Miscellaneous Changes in Claris FileMaker 19.6
- If you are using WebDirect in a setup with multiple workers, you can now generate an SSL Certificate Signing Request (CSR) directly from the admin console of any worker machine.
- There are new Admin API endpoints for allowing Data API plugins and retrieving information about configured plugins for that scripting engine.
- The GET and FIND endpoints for the Data API have always returned dates in US format. In 19.6, you now have control over that by using the new dateformats option. When omitted or set to 0, it will behave like the Data API has always been: return dates in the US format. Use 1 to use the date format set in the file’s locale, or use 2 to return dates in the ISO8601 format (2022-11-03T14:23:10). This change will make it easier for node applications to interact with the Data API, since JavaScript serializes dates using ISO8601.
Moving Forward in 19.6
There is a lot of updated and new functionality packed into FileMaker Server 19.6. Our team is here to help answer any questions and support your implementation of new functionality.
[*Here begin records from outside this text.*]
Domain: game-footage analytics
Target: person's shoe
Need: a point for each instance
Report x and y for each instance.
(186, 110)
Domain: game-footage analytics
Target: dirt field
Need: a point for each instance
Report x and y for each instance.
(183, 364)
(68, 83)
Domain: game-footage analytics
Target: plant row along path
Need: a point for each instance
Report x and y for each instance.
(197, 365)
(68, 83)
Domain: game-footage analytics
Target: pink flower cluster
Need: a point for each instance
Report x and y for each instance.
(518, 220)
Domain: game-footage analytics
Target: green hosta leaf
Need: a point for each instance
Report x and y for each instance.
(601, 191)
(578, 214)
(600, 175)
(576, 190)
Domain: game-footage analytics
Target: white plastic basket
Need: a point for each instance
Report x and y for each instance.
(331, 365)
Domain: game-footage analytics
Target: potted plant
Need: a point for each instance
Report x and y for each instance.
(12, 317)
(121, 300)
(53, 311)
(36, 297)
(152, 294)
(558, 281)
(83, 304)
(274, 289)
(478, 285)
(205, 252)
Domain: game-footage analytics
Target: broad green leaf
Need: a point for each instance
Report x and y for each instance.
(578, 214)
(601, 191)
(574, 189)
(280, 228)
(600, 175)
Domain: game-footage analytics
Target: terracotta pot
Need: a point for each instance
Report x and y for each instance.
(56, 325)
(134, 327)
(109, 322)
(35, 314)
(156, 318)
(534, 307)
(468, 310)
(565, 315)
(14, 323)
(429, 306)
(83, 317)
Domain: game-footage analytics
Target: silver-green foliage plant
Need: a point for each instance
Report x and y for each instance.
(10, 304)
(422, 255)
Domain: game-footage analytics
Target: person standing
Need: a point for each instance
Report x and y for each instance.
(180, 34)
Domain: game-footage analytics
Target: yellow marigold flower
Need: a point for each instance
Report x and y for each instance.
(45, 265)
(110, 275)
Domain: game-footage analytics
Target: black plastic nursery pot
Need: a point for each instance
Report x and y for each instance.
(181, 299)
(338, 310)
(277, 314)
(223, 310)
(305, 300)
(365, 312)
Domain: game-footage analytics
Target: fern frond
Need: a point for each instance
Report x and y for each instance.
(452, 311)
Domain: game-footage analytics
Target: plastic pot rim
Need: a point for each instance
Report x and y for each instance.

Contact us to get started.
Hi Wim,
thanks for this nice, clear overview.
You have no idea how much time it saves me to find all important “new release” information clearly documented in 1 place.
Wim,
Quick clarification. In the Performace Improvements section above you say, “If your solutions have the Guest account enabled, then you may find that Login performance is improved.”
Is there a security risk in enabling Guest?
Tom
Hi Tom,
Yes – Allowing anonymous access into a solution is always a security concern; it’s why it is turned off by default so that it needs to become a deliberate and considered action.
Hi Wim,
thank you for the deep dive into the changes. As of today there is a new version (19.6.2) of FMS available. Do you still recommend to do a new install on Linux or is there a way to update. I’ve a hosted FMS 19.6.1 running with everything in place but promises of better speed for Webdirect let me look forward to an upgrade.
best
Holger
Hi Holger,
While FileMaker Server supports upgrade-in-place, from long habit and out of excess of caution I would do a full uninstall and reinstall. On Linux that’s completely scriptable, including migrating settings.
Best regards,
Wim
Hi Wim
caution always is smart 🙂 Btw. is there any documentation on migrating settings or at least location of the settings? On the Claris site I only found recommendations for a full install. That would mean deleting everything including SSL certs etc. While at this stage my install is only a testing environment this all the same would be a good exercise for a production setup.
Thanks and best regards
Holger
You are right: not a lot of the settings and where they are stored is documented.
We’re working on a blog post that will demonstrate how we do it and that includes the various locations where we read the settings from.